Opinion, Berkeley Blogs

How to not overeat on Easter Sunday

By Rodolfo Mendoza-Denton

I don't get supersititious about much, but fortune cookies somehow manage to get to me. They usually come three or four on a little plate at the end of the meal, or if it's take out, wrapped up in a little brown bag. I take time to choose mine carefully: the one that calls out to me, the one that, this time, really holds the secrets of my future within. Never mind all the ones I open are, well, descriptive. Things like "you find beauty in the ordinary," or "you are an outgoing person." Not exactly from the hand of Nostradamus.

But just today, I finally opened up a cookie about the future:

"You will soon have unlimited opportunities."

I was ecstatic-- and then I realized that opportunities don't have to be positive. Case in point: tomorrow, Easter Sunday, I may have Unlimited Opportunites to blow my diet. I'm taking my kids to an Easter Egg Hunt party tomorrow, and the hosts are sure to have plenty of excellent food for the adults as well.

Which is why today's blog is dedicated to not blowing your diet when the sweet treats call.

Almost forty years ago now, psychologist Walter Mischel posed a choice to a number of five-year olds: you can have one marshmallow now, or you can have two marshmallows later. Almost all of the kids opted for two marshmallows later, and at that point Mischel left the children in a room by themselves with the marshmallows right there in front of them. The "Marshmallow Test," as it has been popularized, is famous because the number of seconds that children were able to wait ended up predicting some very significant outcomes in adolescence, including SAT scores and academic achievement.

Though many parents fret about whether their preschoolers have it in them to delay gratification or not-- fearing this marshmallow test really holds the secrets to their child's future within-- the more important story is actually not who can versus who cannot delay gratification, but rather, what are the cognitive strategies that lead children to be able to delay.
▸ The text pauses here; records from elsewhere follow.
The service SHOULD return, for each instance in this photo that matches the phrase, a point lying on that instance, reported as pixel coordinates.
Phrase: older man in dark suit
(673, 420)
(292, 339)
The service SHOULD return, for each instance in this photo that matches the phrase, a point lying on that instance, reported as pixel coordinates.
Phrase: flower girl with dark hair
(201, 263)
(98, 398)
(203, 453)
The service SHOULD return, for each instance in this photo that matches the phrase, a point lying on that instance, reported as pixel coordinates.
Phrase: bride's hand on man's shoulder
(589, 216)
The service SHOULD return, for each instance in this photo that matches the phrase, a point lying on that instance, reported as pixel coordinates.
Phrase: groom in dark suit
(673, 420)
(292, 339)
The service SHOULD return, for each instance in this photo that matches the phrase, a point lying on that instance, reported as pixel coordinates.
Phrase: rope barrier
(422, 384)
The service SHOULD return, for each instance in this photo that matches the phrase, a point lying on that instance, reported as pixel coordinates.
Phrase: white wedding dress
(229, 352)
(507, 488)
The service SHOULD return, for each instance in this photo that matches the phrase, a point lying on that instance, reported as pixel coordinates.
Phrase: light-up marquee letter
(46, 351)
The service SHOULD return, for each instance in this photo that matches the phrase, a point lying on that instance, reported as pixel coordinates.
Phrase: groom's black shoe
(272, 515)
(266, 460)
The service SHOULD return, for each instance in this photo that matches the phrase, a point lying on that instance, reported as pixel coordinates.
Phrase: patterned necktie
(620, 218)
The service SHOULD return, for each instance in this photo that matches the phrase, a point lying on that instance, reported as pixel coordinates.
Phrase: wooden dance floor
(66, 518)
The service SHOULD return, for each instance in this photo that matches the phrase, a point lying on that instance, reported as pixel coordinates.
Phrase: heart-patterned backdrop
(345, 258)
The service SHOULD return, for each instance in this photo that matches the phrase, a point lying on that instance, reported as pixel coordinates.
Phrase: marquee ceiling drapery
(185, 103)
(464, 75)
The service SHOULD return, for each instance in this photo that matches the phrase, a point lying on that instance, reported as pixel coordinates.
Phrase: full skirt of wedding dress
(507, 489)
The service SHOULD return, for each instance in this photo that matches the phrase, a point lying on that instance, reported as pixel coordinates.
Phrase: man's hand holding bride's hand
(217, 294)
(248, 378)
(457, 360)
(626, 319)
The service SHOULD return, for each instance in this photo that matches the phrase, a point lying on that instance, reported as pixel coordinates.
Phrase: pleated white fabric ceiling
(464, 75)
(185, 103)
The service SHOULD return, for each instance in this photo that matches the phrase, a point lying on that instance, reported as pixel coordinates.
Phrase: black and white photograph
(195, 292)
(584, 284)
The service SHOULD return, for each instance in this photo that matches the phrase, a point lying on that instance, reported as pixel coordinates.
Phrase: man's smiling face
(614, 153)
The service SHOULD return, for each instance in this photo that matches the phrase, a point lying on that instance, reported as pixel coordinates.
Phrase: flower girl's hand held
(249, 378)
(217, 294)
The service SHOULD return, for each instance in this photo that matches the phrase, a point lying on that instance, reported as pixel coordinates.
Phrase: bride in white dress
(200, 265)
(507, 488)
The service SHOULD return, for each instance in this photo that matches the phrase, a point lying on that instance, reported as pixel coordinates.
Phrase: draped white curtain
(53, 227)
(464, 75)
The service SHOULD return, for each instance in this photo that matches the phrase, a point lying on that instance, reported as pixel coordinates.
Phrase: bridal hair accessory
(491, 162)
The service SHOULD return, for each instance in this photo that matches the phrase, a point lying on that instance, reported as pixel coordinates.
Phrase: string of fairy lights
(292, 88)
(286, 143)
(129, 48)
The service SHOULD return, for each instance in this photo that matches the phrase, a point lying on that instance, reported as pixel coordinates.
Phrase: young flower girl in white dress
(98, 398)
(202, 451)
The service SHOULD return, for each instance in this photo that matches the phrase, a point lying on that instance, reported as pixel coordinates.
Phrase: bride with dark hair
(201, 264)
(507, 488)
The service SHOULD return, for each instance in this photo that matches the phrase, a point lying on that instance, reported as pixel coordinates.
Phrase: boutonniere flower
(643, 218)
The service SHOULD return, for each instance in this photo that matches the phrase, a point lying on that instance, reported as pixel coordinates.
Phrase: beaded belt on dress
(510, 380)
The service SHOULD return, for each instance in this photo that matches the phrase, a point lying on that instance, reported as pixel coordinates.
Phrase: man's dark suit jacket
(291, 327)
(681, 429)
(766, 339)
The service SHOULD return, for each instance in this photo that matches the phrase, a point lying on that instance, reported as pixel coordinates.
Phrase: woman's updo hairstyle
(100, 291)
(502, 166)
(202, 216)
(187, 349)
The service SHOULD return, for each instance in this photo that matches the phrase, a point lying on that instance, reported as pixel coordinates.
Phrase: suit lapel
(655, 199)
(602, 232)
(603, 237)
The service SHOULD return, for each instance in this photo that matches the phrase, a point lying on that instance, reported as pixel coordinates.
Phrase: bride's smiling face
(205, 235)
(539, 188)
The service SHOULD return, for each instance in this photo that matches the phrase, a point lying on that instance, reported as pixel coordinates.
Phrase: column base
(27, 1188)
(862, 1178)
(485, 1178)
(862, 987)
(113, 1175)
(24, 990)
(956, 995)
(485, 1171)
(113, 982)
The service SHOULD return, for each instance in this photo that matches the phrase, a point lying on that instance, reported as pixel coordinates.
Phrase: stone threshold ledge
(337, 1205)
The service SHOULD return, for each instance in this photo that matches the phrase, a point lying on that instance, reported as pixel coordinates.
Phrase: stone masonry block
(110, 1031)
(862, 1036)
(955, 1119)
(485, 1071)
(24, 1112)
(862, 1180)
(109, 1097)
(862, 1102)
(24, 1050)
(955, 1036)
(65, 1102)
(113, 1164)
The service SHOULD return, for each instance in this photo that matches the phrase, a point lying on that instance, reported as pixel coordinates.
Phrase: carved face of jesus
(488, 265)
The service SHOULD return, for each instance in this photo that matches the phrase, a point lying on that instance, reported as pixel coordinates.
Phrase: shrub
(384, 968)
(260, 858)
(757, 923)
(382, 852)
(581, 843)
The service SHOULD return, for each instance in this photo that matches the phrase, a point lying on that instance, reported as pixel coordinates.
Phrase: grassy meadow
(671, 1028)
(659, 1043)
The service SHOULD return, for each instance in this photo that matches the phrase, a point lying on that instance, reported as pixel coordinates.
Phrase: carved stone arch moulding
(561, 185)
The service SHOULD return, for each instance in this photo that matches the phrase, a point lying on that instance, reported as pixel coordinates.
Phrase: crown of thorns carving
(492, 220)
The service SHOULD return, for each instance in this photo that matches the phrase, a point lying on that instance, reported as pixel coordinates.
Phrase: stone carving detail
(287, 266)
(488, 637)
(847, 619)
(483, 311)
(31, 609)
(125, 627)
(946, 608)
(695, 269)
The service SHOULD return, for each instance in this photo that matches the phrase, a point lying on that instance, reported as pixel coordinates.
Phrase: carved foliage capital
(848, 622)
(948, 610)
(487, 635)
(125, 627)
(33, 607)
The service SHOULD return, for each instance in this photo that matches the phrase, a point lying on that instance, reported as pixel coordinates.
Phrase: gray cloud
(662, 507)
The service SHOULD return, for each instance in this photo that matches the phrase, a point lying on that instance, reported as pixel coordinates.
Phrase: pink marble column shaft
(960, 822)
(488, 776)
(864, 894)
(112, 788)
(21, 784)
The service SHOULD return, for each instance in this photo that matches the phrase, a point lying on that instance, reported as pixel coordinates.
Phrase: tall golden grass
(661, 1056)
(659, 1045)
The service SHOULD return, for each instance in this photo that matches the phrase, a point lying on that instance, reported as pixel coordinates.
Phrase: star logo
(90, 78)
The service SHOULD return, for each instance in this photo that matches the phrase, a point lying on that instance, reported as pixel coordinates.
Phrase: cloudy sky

This is the more important story because then, the ability to delay gratification becomes a teachable skill rather than an inborn ability (this blog talks more about the importance of thinking of abilities as teachable rather than innate).

Mischel was able to figure out that the ability to delay was related to the way the children thought about the marshmallows. When children stared at the marshmallows with their mouth watering, thinking about how chewy and tasty they were, they could barely contain themselves and gobbled up the rewards. However, Mischel also noted that many of the children who were able to wait for the two (rather than the one) marshmallow interacted with them differently-- they began to examine their texture, or play with them like little blocks, or explore their bounciness. In other words, the good delayers were able to focus away from the consummatory aspects of the reward, in effect thinking about them differently.

Mischel put this idea directly to the test-- in one experiment, he told half of the children they could focus on how yummy and chewy the marshmallows tasted, whereas he told the other half of the children they could think about the marshmallows as little clouds. In a different version involving pretzel sticks, he told half of the children to focus on the crunchy, salty taste of the pretzels, and he told the other half to think about the pretzels like little logs. The results showed that when the children focused on the marshmallows as clouds or on the pretzels as logs, they were able to wait significantly longer than the children who focused on the tastiness of the treats.

These classic studies are important because they tell us that the way we mentally represent objects really does matter for subsequent behavior. This is a critical insight for anyone who, like me, is on a diet, because it puts us in control of the external temptations that are out there. Of course, I don't plan to start playing farm with the chocolate bunnies tomorrow, or pretend to make omelettes with the chocolate eggs. Rather, I simply plan to track my calories.

Just about any diet plan out there advocates counting or tracking caloric intake as one of the central habits of an effective dieter, noting that tracking keeps us accountable to ourselves. But among the less noted reasons for why tracking calories works is that it literally changes the mental representation of the foods you eat. Very much like Mischel's experiments, tracking can help you focus attention away from the consummatory (yummy) qualities of what you are about to eat (e.g., chocolate eggs, or the pizza), and instead focus on its other qualities. Some people might be struck by the percentage of your daily caloric allowance this one indulgence will take (you mean ONE chocolate egg can take 10% of what I'm allowed to eat today?), while for others the combinations of nutrients may stick out (HOW much saturated fat does this pepperoni pizza slice have?). Whatever the particular feature of the food it is that you settle on, the point is that you are thinking about the food analytically, rather than consummatorily. This, by itself, is an important representational change that may give you just enough space to make the right decision for you.

Which does not mean you can't enjoy your food; on the contrary, you can enjoy it more fully knowing that you have thought about what you are eating. In other words, better to have enjoyment after thoughtfulness than to have regret after enjoyment.